Realtime payments is a burning topic in the banking and payments industry. And with the buzz there is also significant investment being made and disruption being experienced as a consequence.

What makes a payment “realtime”? One would think with all the attention it garners there would be one universal agreed definition. In practice the “realtime” label is used for a number of instruments and payments systems that vary in their accessibility, timeliness and certainty.

How the system works

The Immediate Payments Service (IMPS) in India as an example, confirms and clears payments in a few minutes. This means you can instruct your bank to money transfer funds to family or friends using your mobile or internet banking portal, and that instruction will be cleared by the payment system and transmitted to the beneficiary’s bank in a few minutes. The beneficiary bank may then release funds to the beneficiary immediately or may take a few more minutes to do so. If any step in this process fails your funds will be returned to your account. All told your loved ones can anticipate waiting no more than 10–20 minutes before they can withdraw those funds from an ATM. This is a marked improvement over traditional paper instruments like cheques and demand drafts, that are time consuming and fraud-prone. However if electronic payments are to become truly ubiquitous in India, such that your local vegetable vendor is going to accept them in lieu of cash, more investment is required in usability, speed and certainty of such realtime payments systems.

Realtime payments not only benefit you and I as individuals but also the economy at large. In the short term faster payments speed up cash conversion cycles of businesses, providing consistent working capital and reducing need for expensive short-term financing. More certain customer collections over time also strengthens corporate balance sheets, boosting investor confidence and growth. For regulators a cashless economy means more direct and faster transmission of monetary policy and tighter control on inflation. Government agencies can disburse benefits without leakage and fraud, typical with cash. And electronic payments bring much needed transparency to the system, enabling monitoring and control over financial crime.

Learning from best practices around the globe

To achieve anywhere-anytime payments there are a number of best practices emerging from systems such as the Faster Payments (FAST) network in the UK and Australia’s New Payments Platform (NPP):

• Minimize settlement risk: To bring irrevocability and finality to payments intermediate banks must have sufficient liquidity to clear and settle payments. This is achieved through frequent (say hourly) or realtime payment by payment settlement using central bank funds.

• A strong backbone infrastructure: To enable realtime 24/7/365 service invest and upgrade in the interbank payments systems and communications infrastructures such that they can provide low latency and high transaction volumes, tightly coupled with back-office systems of banks and intermediaries. Such infrastructures must operate a the highest levels of resiliency and availability.

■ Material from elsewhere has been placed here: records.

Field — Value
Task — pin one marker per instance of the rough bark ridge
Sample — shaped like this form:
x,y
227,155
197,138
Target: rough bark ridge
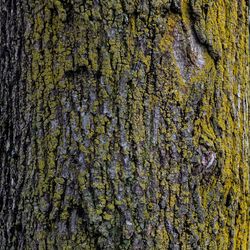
x,y
124,124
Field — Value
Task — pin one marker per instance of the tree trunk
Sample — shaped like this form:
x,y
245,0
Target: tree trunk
x,y
124,124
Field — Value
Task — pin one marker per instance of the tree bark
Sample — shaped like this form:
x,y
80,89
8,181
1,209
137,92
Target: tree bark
x,y
124,124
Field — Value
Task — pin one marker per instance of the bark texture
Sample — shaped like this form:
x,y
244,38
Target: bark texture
x,y
124,124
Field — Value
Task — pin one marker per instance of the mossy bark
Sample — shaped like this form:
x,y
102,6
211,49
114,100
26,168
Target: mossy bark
x,y
124,124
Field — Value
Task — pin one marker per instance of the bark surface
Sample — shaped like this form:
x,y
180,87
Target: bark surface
x,y
124,124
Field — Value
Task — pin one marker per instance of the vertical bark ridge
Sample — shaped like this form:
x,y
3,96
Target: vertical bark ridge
x,y
124,124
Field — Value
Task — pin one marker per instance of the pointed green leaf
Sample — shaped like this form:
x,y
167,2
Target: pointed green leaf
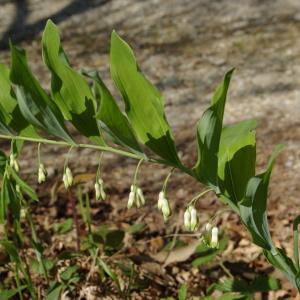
x,y
12,116
254,205
113,121
143,103
70,91
236,159
209,130
35,105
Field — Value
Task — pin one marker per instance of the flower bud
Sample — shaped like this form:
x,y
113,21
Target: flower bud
x,y
42,173
131,199
13,162
187,219
161,196
66,182
194,218
165,208
214,237
208,227
23,213
18,189
69,176
97,191
102,192
141,196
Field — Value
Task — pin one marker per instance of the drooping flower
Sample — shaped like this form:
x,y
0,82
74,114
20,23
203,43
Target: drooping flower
x,y
42,174
68,178
214,242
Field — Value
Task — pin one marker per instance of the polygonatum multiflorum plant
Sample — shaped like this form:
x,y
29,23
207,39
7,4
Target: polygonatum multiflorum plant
x,y
226,154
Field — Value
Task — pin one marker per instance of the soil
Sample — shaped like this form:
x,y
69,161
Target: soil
x,y
184,47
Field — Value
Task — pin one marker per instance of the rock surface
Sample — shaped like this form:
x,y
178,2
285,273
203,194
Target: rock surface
x,y
185,47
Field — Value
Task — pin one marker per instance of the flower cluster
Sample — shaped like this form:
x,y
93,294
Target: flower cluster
x,y
99,189
211,236
136,197
190,218
13,162
42,174
67,178
163,205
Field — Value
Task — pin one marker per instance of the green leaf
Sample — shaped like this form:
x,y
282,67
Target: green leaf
x,y
236,160
209,130
279,259
254,205
67,274
10,112
35,105
70,91
234,296
143,103
112,119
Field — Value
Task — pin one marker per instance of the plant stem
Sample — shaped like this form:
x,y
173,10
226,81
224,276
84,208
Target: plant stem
x,y
97,147
75,218
63,143
35,238
18,283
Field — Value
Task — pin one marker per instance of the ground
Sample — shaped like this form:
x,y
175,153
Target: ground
x,y
184,47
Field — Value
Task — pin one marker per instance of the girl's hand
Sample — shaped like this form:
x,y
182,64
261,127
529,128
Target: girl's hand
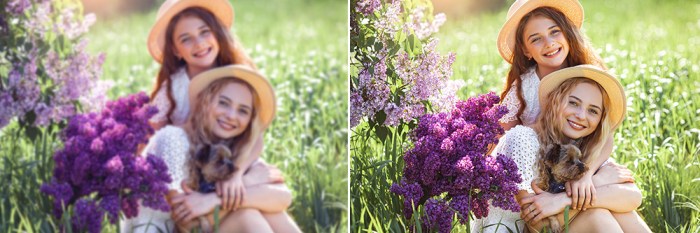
x,y
231,191
261,173
542,205
613,173
191,205
582,192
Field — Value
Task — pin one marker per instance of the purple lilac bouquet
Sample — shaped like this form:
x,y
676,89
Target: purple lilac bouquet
x,y
400,71
449,158
98,170
45,68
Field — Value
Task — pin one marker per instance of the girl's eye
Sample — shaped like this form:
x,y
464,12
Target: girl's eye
x,y
223,103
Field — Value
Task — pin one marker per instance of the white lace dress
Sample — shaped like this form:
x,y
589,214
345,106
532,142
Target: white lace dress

• Build a platform: No one player can provide necessary penetration and access of services to the masses. This will require a rich and open ecosystem of banks, payments providers, bill aggregators and other intermediaries. Payments systems must be plug-and-play with open Application Program Interfaces (APIs) and uniform standards.

True realtime payments are hard. They require great ambition and effort. Yet they can have enormous positive impact in everyday lives of citizens and the economy as whole. The journey can be eased by closely observing and learning from experiences of our peers.